Breach the Void
The Monochromatic Era

Starting out originally under the name Etna, the Swiss group Breach the Void takes on a style of synth infused Cyber-Metal that brings them into the ranks of bands such as Sonic Syndicate, Mnemic, Threat Signal, In Flames, Scar Symmetry and Fear Factory. The band’s inception came with Alex Anxionna, whom after his time drumming in Sybreed, wanted to pursue a style he was a little more in control of.   After bringing the right pieces of the puzzle together, Anxionna recruited Fabian Ferraglia (Last Warning) on bass, Marko Romero (Nevent) on vocals and Frederic De Cecco on guitar.  Together the band seems to have come together to write an album that combines heavy off-time predominantly palm muted rhythms with attacking verses, melodic choruses, while mixing a fair amount of brutality with harmonial clarity.  Recorded in Switzerland at Taurus Studios (Sybreed, Samael) under Coroner Records (Destrage, Rise to Fall); Breach the Void emerges with their debut album The Monochromatic Era.

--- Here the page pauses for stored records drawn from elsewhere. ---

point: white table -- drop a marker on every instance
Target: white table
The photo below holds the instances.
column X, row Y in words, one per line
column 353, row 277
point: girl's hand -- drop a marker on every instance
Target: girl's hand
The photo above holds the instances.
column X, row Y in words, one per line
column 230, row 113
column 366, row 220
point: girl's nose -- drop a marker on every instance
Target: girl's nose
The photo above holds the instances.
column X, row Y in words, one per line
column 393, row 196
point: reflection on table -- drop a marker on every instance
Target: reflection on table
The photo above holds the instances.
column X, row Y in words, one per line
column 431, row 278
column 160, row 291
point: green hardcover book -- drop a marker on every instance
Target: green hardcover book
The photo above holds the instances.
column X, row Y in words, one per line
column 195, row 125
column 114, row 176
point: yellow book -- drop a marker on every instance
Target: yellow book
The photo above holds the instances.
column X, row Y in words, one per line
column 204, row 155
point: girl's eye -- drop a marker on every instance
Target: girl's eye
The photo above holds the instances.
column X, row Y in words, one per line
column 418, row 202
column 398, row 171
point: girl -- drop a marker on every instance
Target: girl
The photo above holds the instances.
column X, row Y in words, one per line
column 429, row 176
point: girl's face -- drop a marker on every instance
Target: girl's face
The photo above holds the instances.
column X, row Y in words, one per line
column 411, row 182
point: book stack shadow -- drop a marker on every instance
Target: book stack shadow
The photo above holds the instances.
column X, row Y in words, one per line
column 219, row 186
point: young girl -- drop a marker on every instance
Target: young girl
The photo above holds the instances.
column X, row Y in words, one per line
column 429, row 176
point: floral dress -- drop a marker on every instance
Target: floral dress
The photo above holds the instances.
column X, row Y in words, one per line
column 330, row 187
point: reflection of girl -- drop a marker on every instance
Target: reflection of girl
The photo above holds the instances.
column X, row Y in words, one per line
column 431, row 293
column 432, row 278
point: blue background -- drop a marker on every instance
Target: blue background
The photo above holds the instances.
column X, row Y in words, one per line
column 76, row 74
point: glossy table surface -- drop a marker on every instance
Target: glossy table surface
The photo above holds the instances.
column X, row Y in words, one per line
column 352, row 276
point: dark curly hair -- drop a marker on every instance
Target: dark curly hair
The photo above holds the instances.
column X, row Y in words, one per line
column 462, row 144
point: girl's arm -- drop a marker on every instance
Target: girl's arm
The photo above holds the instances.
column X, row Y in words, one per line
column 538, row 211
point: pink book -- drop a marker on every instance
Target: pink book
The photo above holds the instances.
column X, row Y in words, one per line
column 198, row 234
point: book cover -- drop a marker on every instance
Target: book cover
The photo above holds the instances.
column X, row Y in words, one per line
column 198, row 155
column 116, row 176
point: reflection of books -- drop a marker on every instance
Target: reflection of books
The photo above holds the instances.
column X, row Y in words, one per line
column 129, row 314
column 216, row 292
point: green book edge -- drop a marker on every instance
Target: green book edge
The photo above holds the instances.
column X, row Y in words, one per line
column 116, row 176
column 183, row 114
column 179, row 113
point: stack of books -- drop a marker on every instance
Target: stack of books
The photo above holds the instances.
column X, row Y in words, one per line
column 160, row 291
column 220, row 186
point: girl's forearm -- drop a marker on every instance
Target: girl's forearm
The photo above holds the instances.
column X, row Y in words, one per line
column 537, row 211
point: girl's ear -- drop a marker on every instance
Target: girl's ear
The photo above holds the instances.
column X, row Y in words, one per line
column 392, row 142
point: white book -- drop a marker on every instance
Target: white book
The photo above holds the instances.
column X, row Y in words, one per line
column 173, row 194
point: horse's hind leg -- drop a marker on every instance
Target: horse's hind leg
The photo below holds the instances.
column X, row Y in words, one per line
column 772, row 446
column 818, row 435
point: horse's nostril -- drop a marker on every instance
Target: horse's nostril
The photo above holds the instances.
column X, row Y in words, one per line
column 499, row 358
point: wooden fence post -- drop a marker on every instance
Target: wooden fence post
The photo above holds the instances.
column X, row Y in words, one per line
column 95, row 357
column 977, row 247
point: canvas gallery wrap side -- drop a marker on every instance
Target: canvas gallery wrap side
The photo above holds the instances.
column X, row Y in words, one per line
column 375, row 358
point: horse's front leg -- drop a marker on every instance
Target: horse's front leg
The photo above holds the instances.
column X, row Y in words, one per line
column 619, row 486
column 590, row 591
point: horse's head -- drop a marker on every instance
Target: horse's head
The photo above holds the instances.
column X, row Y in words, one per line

The opening track, “Propagate”, enters in with a fade in of synthesizer keys and falls into a heavy rhythm that’s less-than-complimentary to anything too terribly complicated but definitely does the job in getting you set for the album. Romero’s barking style of scream enters the scene for the first verse but then turns around and becomes a very clean and overlaid chorus. The first thing I noticed was his cleans seemed to be turned down compared to everything else, plus it takes a second to really take in the heavier set music accompanying the much smoother set chorus. Which is basically the writing formula used with every track on the album: Screaming on the verse, singing in the chorus, repeat. Now I’m personally a fan of mixing the two vocals in a song, but generally not when it’s in the same process each time in every track.

A few other notable tracks in Monochromatic Era would include “EC-10” in which you can really pick up the heavy Fear Factory influence in the opening riffs and even kind of in the vocal melody used throughout the song. Another would be “Ruins” in which I could catch some pretty relative In Flames guitar work. One more track worth mentioning would definitely be “Digital Structure” where in the very beginning, Anxionna definitely shows a little more of what he can do with his blasting double bass that carries on into about 35 seconds of the song, more or less making it the heaviest track on the album. Keep in mind however that the same blasts are used in the chorus which is inevitably gone hand-in-hand with some really clean overlaid vocals yet again. I don’t mean to bash on this concept of their music so much but I like my heavier music to have heavier vocals as well.

So overall, Breach the Void has made a very decent album, my only concern for it has to be that the song structures are just a little too similar. Marko Romero can definitely pull off the two extremes with the vocals; he just doesn’t seem to be able to transition anything in between. Frederic De Cecco’s guitar work is definitely a lot more rhythm orientated so the only solo that’s not done by the synths occurs in “Ruins”. Then again it’s the rhythm that’s usually more of what the genre tends to call for, not so much relying on face melting solos or insanely complicated tremolo picking and/or sweeping, but at the same time is definitely an album worth checking out for fans of the aforementioned artists listed throughout.

[Visit the band's website]
Written by Derek Taylor
February 14th, 2011

Comments

  1. Commented by: faust666

    Gonna check this out. Good review.


  2. Commented by: Plasmaterial

    This is (no surprise) very similar to Sybreed’s debut Slave Design.